In order to live a greater and more meaningful life, it is necessary to tap into a passion that compels you to serve others.
For many years my wife Patti volunteered serving coffee, then gave leadership to volunteers who served coffee from a coffee cart and eventually ran the coffee shop at the church. This included everything from cleaning equipment to training volunteers.
It wasn’t because the church needed her to do that, but because she loved it.
Maybe your heart is all about kids or teens, or perhaps the cool tech teams that make so much of the communication work. Maybe you love helping those who are broken and hurting.
What’s your burden? What’s your passion? What brings you joy? God put that in you in great part to serve others. How can you use that for the purposes of God?
2. What Uses Your Gifts?
It’s an inspiring thought to realize that the creator of the universe, the Great I AM, designed each of us to be in a divine partnership with him in serving his purpose by loving and serving others.
That still blows my mind. God doesn’t need me, but he chooses me.
When we serve others, we unleash the spiritual gifts and God-designed passions within us.
What are your spiritual gifts, and how do you use them to partner in the purpose and plan of God?
3. What Helps the Purpose of the Church Move Forward?
The reason that God places so much emphasis on unity within the church is that the church is far more powerful and effective when we all work together according to a prayer-based plan.
One of my favorite of many examples at 12Stone Church was a commitment to help improve the spiritual and physical well-being of the poor, restoring their dignity, purpose, and freedom in developing countries.

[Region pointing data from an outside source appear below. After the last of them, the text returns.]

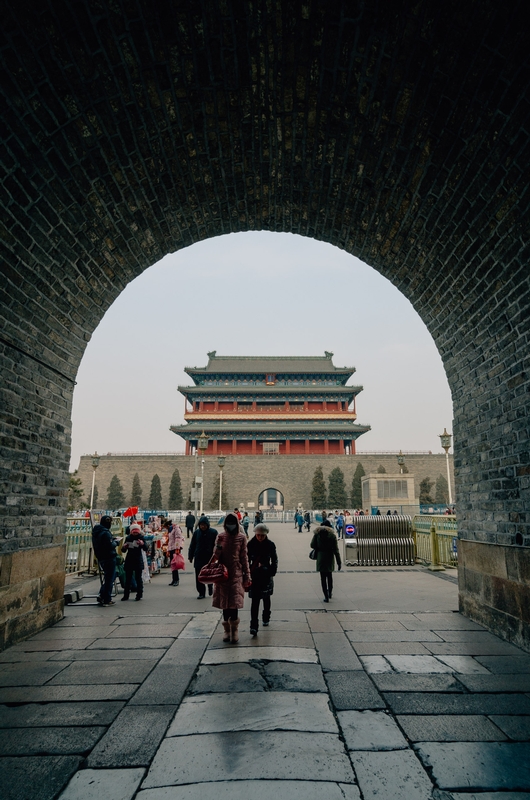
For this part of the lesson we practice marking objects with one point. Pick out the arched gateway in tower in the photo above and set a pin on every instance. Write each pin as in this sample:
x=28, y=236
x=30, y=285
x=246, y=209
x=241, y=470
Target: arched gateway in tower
x=271, y=405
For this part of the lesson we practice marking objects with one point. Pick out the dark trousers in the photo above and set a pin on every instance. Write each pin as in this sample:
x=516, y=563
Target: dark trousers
x=201, y=587
x=108, y=568
x=326, y=579
x=254, y=608
x=135, y=570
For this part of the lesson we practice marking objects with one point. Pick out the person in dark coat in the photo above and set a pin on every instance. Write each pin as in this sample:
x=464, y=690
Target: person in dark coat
x=231, y=548
x=200, y=552
x=325, y=543
x=134, y=545
x=104, y=546
x=263, y=561
x=190, y=524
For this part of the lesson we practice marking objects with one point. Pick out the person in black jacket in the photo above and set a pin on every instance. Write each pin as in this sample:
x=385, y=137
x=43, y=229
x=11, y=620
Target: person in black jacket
x=134, y=545
x=190, y=522
x=263, y=561
x=200, y=552
x=105, y=551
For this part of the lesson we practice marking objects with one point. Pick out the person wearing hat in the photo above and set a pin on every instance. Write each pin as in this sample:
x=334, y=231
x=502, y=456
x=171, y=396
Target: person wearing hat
x=134, y=545
x=104, y=546
x=263, y=561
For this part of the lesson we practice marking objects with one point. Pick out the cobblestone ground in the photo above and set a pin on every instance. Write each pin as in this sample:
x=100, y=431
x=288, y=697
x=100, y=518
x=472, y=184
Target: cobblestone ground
x=385, y=692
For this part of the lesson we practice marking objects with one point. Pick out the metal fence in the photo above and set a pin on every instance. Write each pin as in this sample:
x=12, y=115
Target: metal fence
x=79, y=554
x=380, y=542
x=436, y=539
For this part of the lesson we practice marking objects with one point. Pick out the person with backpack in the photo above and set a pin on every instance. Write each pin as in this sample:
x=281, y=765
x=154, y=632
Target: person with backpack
x=325, y=545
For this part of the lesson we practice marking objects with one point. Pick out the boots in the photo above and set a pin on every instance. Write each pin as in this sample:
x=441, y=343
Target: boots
x=234, y=634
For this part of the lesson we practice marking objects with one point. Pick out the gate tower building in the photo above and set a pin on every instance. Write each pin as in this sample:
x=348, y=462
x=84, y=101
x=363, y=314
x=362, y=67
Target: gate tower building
x=271, y=406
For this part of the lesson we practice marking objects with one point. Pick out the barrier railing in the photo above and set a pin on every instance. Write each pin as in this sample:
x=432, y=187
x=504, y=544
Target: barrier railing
x=436, y=540
x=79, y=554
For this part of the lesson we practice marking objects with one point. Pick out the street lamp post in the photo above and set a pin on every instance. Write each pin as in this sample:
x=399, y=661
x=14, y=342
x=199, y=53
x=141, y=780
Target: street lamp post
x=445, y=439
x=203, y=446
x=95, y=465
x=221, y=461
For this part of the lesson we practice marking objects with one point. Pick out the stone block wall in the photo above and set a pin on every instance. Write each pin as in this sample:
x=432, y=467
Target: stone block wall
x=245, y=477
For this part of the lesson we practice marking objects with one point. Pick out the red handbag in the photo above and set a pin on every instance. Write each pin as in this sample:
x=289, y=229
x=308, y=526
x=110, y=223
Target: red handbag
x=213, y=572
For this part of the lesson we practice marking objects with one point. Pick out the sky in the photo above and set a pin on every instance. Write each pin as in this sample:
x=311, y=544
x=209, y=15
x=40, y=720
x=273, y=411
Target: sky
x=257, y=293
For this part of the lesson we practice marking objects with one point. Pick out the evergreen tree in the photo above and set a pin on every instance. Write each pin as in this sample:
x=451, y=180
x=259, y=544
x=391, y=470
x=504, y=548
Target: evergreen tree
x=115, y=496
x=175, y=491
x=155, y=495
x=75, y=492
x=356, y=490
x=215, y=498
x=136, y=492
x=318, y=491
x=442, y=490
x=425, y=492
x=337, y=497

The tangible aspect was to dig wells for freshwater. Clean water allowed people freedom from walking for hours a day to collect contaminated water, making room for education, economic development, and church advancement.
Very few people could make that happen for even just one well on their own, but together we did more than 59 wells or access points to freshwater, ultimately affecting more than 160,000 people. And more than 600 of our 12Stone family traveled to one of these countries to help.
That’s the power of purpose and serving together.
How does your serving connect to the big picture?
4. What Serves People Well?
As you begin to connect your passion, gifts, and unified purpose together, you can start to see how to serve people well.
When it comes to effective ministry, organization is needed, and unity is a must. Still, ultimately, it’s about your heart connecting with the heart of another to make a difference in their life by serving them well.
One of my favorite quotes is:
“The place God calls you to is the place where your deep gladness and the world’s deep hunger meet.”—Frederick Buechner
It takes both.
Your genuine passion plus another’s deep need is the heart of life-changing ministry.
5. How Does It Lift Up the Name of Jesus?
“A new command I give you: Love one another. As I have loved you, so you must love one another. By this everyone will know that you are my disciples, if you love one another” —John 13:34–35
We are to take the love Jesus has for us that we share with each other to those who do not yet know and follow him.
We love by serving, and by serving, we lift up the name of Jesus when we do it in his name. Jesus modeled that all the way to the cross.
Serving is sacrificial but always worth it.